Zmarł Ronnie Tutt…
Odszedł wieloletni perkusista Elvisa Presleya
16 października br. w wieku 83 lat zmarł Ronnie Tutt, wybitny perkusista, wspaniały człowiek oraz wieloletni członek grupy TCB Band towarzyszącej Elvisowi Presleyowi na scenie i w studiu nagraniowym.
„Ronnie odszedł spokojnie w otoczeniu swojej kochającej rodziny dziś około południa„, napisał Terry Blackwood z kwartetu The Imperials.
„Nasze relacje nie były czysto zawodowe. Wiele razy rozmawialiśmy także na tematy osobiste, o różnych sytuacjach, problemach…„. Tak w 2018 roku muzyk mówił w udzielonym mi wywiadzie o swojej relacji ze słynnym królem rock’n’rolla.
Do zespołu Presleya Tutt dołączył w pierwszych miesiącach 1969 roku – na krótko przed wznowieniem przez Elvisa działalności koncertowej po kilkuletniej przerwie spowodowanej kręceniem filmów. Od tego czasu towarzyszył mu niemal bez przerwy we wszystkich trasach koncertowych i niektórych sesjach nagraniowych (był obecny m.in podczas nagrywania takich hitów jak „Always On My Mind”, „Seperate Ways”, „My Boy” czy „Promised Land”).

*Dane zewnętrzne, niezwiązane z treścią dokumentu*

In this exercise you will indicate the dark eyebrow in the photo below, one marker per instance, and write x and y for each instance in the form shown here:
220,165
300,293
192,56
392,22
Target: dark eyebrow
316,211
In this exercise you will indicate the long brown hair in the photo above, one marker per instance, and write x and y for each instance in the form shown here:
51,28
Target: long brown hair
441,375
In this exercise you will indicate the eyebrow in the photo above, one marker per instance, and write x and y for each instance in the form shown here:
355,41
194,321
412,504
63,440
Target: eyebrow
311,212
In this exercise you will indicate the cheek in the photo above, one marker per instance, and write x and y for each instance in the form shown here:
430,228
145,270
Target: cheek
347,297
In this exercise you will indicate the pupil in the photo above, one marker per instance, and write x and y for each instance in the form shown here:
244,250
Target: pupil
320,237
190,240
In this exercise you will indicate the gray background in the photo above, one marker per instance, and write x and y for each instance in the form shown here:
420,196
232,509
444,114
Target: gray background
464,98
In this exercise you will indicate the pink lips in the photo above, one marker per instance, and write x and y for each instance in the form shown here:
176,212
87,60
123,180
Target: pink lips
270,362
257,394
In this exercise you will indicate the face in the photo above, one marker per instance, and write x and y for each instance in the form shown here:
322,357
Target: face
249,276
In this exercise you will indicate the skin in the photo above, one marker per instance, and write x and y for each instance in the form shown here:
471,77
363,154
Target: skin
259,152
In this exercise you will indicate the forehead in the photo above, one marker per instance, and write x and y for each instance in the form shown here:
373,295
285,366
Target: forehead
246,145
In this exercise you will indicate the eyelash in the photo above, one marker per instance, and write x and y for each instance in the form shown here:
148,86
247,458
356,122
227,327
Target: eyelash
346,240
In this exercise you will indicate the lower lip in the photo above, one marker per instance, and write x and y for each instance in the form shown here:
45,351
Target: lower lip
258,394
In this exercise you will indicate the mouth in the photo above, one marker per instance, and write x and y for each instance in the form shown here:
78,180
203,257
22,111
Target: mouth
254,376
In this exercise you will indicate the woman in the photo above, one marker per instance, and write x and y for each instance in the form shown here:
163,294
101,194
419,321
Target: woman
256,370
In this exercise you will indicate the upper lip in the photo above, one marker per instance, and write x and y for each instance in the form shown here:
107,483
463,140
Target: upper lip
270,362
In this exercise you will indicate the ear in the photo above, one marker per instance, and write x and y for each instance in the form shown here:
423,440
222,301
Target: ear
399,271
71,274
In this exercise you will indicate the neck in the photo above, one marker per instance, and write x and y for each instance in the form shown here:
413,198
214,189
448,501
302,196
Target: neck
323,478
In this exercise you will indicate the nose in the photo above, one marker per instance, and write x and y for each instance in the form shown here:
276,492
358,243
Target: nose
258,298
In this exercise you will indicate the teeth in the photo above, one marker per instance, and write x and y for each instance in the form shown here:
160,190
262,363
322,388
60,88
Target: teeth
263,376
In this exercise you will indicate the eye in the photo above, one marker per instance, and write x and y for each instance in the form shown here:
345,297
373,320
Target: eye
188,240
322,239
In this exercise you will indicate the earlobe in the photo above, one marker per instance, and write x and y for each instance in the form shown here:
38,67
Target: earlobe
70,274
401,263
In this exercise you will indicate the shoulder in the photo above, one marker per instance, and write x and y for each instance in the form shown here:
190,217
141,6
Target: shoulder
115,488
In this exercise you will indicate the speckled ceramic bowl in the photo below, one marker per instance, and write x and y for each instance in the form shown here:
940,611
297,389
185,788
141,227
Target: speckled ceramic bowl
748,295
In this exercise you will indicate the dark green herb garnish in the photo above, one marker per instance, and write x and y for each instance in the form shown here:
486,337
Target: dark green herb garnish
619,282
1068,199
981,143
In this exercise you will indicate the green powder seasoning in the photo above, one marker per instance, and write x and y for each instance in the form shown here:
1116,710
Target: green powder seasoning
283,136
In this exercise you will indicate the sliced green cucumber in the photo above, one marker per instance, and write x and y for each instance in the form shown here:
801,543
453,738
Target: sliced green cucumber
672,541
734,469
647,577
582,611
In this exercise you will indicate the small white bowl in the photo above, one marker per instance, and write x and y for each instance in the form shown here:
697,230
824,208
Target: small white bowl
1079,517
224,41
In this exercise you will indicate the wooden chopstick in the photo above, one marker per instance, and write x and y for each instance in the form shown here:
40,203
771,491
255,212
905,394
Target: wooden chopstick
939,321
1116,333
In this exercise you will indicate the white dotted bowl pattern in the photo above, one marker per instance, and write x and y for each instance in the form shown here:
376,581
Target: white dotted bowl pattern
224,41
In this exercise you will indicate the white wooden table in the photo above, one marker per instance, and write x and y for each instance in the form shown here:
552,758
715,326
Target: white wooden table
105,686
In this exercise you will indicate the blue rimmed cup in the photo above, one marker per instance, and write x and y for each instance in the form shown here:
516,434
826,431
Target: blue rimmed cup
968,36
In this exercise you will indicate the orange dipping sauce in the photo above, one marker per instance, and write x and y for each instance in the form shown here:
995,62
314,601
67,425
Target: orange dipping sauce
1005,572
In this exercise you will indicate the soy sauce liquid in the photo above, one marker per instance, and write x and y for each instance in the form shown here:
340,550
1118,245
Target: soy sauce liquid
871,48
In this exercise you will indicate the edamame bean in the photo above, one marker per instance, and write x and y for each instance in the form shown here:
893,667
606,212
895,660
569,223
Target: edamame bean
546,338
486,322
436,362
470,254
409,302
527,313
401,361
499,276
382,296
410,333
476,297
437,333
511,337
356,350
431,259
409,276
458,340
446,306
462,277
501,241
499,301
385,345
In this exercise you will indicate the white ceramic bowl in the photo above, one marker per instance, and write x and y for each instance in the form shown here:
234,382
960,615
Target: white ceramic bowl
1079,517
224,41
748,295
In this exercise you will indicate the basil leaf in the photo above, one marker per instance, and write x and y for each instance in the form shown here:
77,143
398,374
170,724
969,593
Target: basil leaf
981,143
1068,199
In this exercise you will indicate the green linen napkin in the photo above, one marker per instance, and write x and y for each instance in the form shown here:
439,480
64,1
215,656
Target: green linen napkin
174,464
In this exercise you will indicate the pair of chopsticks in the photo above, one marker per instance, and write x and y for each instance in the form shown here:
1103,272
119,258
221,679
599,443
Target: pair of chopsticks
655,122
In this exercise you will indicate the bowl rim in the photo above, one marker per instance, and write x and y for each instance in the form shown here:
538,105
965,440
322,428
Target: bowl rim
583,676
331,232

Po śmierci Elvisa koncertował i nagrywał z takimi legendami muzycznej sceny jak Neil Diamond, Johnny Cash, Glen Campbell, Roy Orbison (zagrał podczas słynnego show „Black & White Night”), Kenny Rogers i Billy Joel (zagrał w jednym z jego największych hitów, „Piano Man”).
Muzyka od kilku dni żegnają jego przyjaciele, współpracownicy i fani. Pożegnalne wpisy wystosowali już m.in Priscilla Presley, Terry Blackwood z The Imperials, Jerome 'Stump’ Monroe („Śmierć Ronniego to druzgocąca wiadomość. Był moim mentorem i przyjacielem. Zawsze będzie mi go brakowało„, napisał perkusista The Sweet Inspirations), James Burton oraz Neil Diamond.
O śmierci Ronniego Tutt’a rozpisują się również media na całym świecie. W Polsce o słynnym perkusiście napisały m.in Onet.pl oraz Interia.pl, która przy tej smutnej okazji przypomniała także krótki wywiad, który miałem zaszczyt przeprowadzić z Nim w 2018 roku.